Guru besar Departemen Teknik Kimia Universitas Diponegoro, Prof. Dr Andri Cahyo Kumoro, S.T., M.T memberi pemahaman bagaimana zat BPA bisa lepas dari plastik polycarbonat.
Pelecutan zat BPA itu bisa terjadi apabila ada pemanasan dan gesekan. Dan kemungkinan terjadinya pelecutan atau migrasi BPA ke air yang paling mungkin terjadi di kota besar.
Misal galon guna ulang, kalau beredar di kota pasti frekwensinya lebih tinggi bila di banding bukan di kota.
"Di kota besar siklusnya lebih cepat. Di depo-depo isi ulang. Saya melihat di beberapa daerah membersihkan secara tradisional. Yang penting cepat, harusnya menggunakan sikat yang lembut sehingga kemungkinan kecil terjadinya pelecutan BPA," ungkap Prof. Andri.
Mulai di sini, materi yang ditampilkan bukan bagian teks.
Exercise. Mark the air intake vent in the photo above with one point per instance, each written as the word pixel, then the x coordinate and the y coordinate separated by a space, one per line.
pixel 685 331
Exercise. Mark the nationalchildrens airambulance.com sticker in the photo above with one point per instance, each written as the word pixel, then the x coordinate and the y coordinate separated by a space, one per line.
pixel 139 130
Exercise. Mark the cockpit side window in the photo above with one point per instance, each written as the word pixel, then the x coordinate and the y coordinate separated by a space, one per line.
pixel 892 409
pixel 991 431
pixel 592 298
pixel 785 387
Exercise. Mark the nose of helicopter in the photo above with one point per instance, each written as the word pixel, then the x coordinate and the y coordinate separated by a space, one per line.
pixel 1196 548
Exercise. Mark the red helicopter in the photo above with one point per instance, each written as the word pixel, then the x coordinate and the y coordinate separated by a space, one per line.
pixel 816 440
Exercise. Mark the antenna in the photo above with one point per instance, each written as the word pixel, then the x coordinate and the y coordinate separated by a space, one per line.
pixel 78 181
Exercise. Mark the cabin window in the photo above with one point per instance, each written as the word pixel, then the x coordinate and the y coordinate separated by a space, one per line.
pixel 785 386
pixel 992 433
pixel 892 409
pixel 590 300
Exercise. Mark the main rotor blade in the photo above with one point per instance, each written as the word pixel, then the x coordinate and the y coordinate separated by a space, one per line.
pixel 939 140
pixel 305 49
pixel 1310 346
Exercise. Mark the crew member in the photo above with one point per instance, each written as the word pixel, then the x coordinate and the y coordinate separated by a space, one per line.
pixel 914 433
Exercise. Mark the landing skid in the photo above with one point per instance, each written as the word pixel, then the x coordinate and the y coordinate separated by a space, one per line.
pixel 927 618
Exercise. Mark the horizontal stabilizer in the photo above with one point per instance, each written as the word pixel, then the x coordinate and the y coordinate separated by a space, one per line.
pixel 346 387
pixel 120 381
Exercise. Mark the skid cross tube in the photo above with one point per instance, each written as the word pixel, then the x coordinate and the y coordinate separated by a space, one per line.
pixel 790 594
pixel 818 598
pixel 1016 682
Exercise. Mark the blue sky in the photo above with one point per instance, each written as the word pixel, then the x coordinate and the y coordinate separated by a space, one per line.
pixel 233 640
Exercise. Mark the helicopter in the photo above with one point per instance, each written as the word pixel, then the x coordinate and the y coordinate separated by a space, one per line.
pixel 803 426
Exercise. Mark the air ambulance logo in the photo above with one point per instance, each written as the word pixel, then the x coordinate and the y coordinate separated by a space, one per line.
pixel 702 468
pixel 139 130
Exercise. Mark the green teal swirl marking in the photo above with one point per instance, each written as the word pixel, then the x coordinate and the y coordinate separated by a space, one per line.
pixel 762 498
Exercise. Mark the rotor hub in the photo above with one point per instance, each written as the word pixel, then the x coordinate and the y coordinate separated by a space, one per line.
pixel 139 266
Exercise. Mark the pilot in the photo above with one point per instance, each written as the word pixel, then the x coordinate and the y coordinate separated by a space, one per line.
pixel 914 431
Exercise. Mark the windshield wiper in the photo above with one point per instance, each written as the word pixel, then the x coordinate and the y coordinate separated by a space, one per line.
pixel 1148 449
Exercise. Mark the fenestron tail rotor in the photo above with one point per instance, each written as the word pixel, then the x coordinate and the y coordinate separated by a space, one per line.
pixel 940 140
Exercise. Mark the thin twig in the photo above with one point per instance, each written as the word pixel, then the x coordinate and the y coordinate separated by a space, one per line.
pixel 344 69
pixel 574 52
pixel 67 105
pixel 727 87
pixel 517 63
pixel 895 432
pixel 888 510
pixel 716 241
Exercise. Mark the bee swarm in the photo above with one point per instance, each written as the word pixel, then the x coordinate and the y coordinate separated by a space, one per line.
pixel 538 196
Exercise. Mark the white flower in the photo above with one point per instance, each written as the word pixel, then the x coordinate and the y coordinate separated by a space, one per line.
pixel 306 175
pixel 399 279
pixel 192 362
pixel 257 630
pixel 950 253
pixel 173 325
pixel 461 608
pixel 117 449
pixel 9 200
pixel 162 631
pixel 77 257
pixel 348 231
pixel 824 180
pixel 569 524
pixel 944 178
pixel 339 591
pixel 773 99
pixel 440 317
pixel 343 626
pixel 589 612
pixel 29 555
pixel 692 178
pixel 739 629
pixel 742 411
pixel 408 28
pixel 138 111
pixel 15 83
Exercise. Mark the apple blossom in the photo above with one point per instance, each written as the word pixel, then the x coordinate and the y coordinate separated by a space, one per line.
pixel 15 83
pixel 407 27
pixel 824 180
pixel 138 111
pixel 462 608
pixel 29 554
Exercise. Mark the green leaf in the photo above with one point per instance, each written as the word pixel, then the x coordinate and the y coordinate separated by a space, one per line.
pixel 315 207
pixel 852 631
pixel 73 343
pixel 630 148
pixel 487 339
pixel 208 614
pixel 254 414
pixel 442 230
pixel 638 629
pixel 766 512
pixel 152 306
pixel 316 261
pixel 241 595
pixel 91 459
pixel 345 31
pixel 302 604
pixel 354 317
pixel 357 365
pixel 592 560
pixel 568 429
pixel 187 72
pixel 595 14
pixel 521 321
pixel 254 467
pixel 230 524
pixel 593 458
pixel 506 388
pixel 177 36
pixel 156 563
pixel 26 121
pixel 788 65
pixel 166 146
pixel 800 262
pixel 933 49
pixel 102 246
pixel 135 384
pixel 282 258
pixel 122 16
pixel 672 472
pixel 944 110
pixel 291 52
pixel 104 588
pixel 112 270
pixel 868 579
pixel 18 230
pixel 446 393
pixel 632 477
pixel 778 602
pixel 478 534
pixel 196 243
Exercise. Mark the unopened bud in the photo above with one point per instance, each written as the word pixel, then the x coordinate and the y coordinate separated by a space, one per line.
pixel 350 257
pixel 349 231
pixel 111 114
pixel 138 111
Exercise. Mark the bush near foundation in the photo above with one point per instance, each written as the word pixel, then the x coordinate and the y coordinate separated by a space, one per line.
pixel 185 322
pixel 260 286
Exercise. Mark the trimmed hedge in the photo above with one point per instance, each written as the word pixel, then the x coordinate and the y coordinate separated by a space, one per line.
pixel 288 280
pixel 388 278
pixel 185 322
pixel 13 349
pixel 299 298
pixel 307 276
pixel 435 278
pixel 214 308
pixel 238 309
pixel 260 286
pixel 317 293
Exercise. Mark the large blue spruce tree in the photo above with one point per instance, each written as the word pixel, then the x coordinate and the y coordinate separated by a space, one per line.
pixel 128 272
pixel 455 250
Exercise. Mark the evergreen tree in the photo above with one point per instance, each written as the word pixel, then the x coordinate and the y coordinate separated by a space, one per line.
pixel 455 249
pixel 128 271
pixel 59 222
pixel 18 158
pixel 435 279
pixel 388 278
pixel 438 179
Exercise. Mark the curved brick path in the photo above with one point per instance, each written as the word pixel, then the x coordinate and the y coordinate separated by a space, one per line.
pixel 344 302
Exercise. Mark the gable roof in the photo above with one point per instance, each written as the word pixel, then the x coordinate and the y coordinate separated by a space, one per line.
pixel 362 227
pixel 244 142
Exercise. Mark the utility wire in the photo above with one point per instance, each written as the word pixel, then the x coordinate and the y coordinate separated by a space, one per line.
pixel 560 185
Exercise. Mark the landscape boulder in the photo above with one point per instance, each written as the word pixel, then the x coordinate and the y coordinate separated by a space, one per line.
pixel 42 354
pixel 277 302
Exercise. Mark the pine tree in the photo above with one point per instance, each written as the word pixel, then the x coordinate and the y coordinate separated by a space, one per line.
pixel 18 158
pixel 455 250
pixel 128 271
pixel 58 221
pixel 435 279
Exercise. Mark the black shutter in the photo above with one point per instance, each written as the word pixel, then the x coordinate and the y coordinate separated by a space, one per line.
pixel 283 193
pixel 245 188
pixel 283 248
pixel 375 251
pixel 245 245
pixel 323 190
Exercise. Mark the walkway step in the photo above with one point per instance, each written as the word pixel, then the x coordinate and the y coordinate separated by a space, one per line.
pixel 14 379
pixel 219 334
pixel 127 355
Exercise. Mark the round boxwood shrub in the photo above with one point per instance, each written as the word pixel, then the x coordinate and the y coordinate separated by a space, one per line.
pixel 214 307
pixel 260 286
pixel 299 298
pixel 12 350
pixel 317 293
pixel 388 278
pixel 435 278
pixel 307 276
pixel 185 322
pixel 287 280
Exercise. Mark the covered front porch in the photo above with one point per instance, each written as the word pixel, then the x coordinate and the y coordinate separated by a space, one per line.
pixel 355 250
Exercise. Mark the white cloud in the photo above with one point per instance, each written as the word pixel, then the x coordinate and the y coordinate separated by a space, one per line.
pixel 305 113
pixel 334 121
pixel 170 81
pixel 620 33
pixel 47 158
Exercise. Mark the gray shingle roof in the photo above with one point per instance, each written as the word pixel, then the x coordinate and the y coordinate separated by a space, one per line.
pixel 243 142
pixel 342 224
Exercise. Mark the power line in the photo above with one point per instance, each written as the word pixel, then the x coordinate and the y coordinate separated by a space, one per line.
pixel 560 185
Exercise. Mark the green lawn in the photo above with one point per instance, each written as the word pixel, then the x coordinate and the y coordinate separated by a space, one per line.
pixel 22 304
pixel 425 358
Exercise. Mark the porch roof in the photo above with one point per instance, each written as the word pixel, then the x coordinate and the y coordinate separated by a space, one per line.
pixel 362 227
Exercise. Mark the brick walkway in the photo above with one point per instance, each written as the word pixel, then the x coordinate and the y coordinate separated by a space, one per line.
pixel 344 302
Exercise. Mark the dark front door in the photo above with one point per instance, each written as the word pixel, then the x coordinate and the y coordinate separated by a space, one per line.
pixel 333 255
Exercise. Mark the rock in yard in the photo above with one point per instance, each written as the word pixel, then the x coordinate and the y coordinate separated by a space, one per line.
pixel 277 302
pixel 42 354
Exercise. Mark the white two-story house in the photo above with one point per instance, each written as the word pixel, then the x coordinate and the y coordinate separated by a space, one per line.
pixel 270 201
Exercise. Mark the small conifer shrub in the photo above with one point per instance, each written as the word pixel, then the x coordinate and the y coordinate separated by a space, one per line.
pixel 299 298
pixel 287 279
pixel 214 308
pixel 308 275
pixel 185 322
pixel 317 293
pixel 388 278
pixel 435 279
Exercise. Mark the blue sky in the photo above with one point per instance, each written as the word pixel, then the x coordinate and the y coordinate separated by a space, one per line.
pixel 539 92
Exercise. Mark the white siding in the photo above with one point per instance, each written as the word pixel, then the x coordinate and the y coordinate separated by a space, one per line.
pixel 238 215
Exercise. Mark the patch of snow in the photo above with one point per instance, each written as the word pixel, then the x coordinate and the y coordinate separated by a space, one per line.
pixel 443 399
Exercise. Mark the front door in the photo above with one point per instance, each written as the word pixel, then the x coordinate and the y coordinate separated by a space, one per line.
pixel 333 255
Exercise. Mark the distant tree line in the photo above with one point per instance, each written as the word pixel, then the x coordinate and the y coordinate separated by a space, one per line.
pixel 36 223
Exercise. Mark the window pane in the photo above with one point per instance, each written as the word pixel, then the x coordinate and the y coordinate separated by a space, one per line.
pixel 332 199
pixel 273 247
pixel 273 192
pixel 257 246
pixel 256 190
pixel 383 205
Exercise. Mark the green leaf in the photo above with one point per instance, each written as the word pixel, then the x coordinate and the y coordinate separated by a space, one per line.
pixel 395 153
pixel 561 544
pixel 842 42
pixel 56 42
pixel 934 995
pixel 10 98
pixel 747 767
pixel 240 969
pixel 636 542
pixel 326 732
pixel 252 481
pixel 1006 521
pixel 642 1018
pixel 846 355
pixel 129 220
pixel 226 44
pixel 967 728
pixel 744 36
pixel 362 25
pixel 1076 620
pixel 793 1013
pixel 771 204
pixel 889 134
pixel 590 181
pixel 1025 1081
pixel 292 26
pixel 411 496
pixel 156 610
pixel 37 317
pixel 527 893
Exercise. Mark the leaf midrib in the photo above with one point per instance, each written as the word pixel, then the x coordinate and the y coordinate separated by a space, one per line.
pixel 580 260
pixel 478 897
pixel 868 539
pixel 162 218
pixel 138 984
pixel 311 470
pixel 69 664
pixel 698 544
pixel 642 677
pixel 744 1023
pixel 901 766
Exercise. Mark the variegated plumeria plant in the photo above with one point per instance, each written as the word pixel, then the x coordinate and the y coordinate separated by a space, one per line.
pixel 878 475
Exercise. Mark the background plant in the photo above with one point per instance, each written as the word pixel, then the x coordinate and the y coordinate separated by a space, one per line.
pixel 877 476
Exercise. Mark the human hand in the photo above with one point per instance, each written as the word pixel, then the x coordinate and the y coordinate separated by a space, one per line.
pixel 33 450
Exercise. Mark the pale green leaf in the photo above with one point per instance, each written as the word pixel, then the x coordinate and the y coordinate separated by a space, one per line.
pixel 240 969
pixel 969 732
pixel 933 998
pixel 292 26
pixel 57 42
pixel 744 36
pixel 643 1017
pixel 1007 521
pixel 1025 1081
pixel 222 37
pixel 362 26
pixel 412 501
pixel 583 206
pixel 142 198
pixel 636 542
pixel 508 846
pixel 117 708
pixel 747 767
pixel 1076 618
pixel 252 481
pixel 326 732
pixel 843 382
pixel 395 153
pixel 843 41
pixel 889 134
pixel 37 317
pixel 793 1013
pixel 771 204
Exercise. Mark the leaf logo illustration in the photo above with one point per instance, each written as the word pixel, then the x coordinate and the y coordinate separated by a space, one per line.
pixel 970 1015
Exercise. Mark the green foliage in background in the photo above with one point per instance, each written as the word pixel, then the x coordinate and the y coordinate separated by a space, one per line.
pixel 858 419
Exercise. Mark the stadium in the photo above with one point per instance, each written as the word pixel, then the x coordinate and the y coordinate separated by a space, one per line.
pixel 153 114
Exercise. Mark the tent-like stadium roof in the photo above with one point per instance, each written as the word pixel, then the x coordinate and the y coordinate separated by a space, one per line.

Dengan fakta - fakta penelitian bahwa BPA sebagai salah satu faktor penyebabnya beberapa penyakit, dirinya sangat mendukung jika dilakukan pelabelan.
"Banyak konsumen tidak tahu simbol 7 itu artinya apa? Hanya produsen yang paham atau mereka yang berkecimpung di bidang ini," ungkap Prof Andri.
Karena banyak masyarakat tidak paham kode-kode dalam kemasan tersebut, lebih baik kemasan mengandung BPA di beri label agar tidak dikonsumsi oleh bayi, balita dan janin pada ibu hamil.